(Former Databricks software engineer speaking)
The pain point they didn’t solve (well enough) is Spark cluster management and configuration. From our experience and user interviews, it’s the critical pain point that still slows down Spark adoption. Through our automated tuning feature, we’re going further than them to provide a serverless experience to our users.
This being said, Databricks is a great end-to-end data science platform, with notable features we lack like collaborative hosted notebooks. A lot of people don’t want/need the full proprietary feature set of Databricks though. They choose to build on EMR, Dataproc, and other platforms instead. We hope they’ll try Data Mechanics now :)
databricks has other optimizations on top of open source spark version, are you maintaining your own version of spark or using the vanilla version of spark.
One thing I constantly deal with is how to optimize spark, how to use ganglia and spark ui to dig into what is causing data skew and slowness while running jobs. Is this something that you do better than databricks?

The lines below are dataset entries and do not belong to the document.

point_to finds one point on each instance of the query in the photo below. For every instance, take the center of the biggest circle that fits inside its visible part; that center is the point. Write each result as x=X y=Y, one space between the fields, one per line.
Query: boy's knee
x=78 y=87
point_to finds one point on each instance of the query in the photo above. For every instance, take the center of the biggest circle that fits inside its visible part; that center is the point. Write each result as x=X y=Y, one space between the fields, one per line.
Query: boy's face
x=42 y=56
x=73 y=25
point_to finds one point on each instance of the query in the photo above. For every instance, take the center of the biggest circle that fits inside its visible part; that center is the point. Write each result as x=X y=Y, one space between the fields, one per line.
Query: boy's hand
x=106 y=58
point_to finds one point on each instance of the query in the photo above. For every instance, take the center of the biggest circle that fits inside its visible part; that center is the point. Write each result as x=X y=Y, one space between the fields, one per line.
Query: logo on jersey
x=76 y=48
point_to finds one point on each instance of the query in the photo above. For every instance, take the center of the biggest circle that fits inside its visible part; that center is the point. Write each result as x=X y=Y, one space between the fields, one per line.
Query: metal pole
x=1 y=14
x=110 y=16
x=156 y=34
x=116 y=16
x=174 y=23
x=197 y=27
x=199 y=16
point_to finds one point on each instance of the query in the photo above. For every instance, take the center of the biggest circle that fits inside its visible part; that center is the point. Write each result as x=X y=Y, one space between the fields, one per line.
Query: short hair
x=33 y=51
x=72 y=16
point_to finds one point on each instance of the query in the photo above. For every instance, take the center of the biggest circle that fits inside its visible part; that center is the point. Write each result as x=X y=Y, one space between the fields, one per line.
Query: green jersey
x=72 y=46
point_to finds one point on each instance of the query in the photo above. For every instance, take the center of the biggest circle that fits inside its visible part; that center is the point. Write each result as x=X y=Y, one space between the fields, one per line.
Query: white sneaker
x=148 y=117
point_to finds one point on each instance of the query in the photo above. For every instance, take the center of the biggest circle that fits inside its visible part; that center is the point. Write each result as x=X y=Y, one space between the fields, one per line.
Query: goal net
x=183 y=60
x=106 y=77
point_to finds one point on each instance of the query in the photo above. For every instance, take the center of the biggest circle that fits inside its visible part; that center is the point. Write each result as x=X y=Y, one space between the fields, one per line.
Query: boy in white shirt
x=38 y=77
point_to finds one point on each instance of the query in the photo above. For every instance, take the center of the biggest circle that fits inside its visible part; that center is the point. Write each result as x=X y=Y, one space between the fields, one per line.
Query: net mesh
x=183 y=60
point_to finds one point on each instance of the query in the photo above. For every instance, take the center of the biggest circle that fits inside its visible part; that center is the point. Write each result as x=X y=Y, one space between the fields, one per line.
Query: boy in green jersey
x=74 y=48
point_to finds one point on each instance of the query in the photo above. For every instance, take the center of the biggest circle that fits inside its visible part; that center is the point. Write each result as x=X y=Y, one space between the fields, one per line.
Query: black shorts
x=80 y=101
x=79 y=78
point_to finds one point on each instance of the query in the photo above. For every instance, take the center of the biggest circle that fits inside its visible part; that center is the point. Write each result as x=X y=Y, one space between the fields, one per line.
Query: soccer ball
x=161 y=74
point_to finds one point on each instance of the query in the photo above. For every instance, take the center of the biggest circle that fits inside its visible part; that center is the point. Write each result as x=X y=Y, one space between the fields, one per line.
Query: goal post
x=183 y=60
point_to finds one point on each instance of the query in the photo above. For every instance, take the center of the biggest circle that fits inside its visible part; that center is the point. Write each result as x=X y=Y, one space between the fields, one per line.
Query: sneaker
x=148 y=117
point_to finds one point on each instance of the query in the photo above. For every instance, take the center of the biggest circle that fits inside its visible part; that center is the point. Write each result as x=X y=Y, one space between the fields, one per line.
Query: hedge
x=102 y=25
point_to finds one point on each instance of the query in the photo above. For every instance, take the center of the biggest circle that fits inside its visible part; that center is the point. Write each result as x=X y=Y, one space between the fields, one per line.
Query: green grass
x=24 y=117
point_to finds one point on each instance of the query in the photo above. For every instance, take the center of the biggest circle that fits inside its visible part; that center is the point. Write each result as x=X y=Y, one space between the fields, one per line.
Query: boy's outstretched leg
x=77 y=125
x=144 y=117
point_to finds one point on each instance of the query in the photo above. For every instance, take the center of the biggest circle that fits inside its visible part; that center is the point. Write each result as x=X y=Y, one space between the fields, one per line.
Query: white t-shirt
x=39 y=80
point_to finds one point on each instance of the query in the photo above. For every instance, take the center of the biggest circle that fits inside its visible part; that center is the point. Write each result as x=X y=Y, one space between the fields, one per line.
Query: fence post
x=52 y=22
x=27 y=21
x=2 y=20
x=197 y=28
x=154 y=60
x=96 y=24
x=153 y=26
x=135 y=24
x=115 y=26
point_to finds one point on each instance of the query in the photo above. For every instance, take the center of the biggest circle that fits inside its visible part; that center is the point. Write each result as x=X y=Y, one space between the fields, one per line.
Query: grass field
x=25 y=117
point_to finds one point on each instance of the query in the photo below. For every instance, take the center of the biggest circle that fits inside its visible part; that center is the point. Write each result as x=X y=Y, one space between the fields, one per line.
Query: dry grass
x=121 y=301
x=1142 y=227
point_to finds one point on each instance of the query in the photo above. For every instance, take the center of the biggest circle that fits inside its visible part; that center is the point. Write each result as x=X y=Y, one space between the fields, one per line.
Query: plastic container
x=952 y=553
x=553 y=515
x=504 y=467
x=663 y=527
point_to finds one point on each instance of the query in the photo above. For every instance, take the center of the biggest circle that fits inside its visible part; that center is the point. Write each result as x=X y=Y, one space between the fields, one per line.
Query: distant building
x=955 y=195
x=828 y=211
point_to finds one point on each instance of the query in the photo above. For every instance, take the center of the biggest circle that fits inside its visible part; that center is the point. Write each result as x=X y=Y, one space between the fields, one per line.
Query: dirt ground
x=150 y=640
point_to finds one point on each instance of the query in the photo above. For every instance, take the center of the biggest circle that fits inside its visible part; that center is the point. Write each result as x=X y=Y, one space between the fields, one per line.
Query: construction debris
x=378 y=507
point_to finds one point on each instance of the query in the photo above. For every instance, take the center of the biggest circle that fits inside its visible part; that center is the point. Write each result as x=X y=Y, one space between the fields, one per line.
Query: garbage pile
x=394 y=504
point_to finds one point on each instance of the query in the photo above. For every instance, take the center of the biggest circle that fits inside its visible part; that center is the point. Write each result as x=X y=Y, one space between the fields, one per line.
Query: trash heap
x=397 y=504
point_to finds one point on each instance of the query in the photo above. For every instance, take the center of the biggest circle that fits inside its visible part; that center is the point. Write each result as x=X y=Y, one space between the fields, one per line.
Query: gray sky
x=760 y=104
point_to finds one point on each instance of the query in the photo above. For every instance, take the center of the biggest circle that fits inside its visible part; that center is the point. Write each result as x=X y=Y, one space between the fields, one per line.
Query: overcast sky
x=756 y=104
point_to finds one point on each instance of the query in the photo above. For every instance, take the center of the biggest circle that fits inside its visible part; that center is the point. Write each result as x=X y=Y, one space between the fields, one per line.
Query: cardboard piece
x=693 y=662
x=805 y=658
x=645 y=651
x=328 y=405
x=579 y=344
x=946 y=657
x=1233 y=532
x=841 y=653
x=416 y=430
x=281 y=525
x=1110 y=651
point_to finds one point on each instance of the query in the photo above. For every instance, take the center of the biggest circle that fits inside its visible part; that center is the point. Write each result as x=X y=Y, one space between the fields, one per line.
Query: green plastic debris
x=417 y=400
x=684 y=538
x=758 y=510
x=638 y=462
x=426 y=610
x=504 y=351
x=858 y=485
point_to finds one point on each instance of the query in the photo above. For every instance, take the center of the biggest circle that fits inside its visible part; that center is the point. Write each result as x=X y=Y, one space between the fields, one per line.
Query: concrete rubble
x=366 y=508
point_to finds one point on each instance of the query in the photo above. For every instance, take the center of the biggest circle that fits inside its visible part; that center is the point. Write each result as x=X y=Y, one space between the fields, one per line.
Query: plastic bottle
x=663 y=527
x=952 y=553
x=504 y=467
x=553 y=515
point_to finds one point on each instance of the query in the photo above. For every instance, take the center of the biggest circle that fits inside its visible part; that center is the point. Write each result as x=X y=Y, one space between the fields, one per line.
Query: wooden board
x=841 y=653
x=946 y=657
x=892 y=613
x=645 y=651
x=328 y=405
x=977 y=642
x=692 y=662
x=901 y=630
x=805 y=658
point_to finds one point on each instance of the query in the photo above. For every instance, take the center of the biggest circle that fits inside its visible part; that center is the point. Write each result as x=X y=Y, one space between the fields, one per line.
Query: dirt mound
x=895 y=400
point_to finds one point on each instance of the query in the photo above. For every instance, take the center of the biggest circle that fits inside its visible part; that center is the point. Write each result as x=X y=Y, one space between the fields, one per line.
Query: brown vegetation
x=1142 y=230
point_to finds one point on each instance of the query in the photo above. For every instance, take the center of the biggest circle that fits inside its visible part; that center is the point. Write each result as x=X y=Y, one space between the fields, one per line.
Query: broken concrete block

Spark versions: Only vanilla (open source) Spark. But we offer a list of pre-packaged Docker images with useful libraries (e.g. for ML or for efficient data access) for each major Spark version. You can use them directly or build your own docker image on top of them.
Optimization/Monitoring: This topic is very important to us, thanks for bringing it up. Indeed we automatically tune configurations, but developers still need to understand the performance of their app to write better code. We're working on a Spark UI + Ganglia improvement (well, replacement really), which we could potentially open source.